The Phases of Identity: A Digital Art Series

By Nada Al Mosa

This digital art series examines my personal chronological issues with my identity, regarding my femininity and the standards in place for what my womanhood is expected to be presented as.

Raised in a Muslim Arab family, a common first greeting between women is “Oh, have you lost weight?” Your acne, body, and choice of clothing are all subject to scrutiny, and you must calmly and respectfully accept it all.

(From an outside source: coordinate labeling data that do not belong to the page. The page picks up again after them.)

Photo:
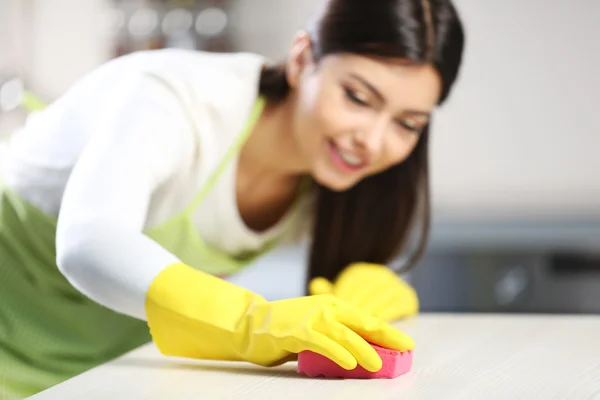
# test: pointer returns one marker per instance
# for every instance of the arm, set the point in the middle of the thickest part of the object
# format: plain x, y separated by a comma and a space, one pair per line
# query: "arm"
139, 143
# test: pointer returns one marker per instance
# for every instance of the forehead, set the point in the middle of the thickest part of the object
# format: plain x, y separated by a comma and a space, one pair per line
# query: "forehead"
401, 84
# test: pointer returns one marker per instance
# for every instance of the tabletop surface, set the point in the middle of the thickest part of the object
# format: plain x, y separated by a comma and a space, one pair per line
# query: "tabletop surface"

In “Identity in Conflict,” the face is divided and contorted, reflecting how a woman often presents herself to the world, in comparison to how she truly feels on the inside. The dress she wears barely fits her, revealing her bare chest: vulnerability. The dress is not for her, but it is demanded of her.
“Faceless Flower” stems from this passive acceptance. No individuality is present, as there is no face to be identified by. You are a blossom, and must be treated like one, with no regard to who you truly are, and what you aspire to be. My hair has not been shown to my grandmother, whom I often see on a weekly basis, in over 3 years, because its short cut would have offended her, and I would receive no end to her disappointment. Hijab has concealed this fact from her. One Eid, my aunt said to my face that I had “finally worn something decent,” as if this is acceptable to say. My body is not for me, but for my family.
“Protect” represents the impact of these experiences. The mask in this drawing is the shield I had to place up in order to arm myself against the expectations of my community.
“Growth” shows that I am now in a space where I can expand, and most importantly, grow as the person I am and want to become.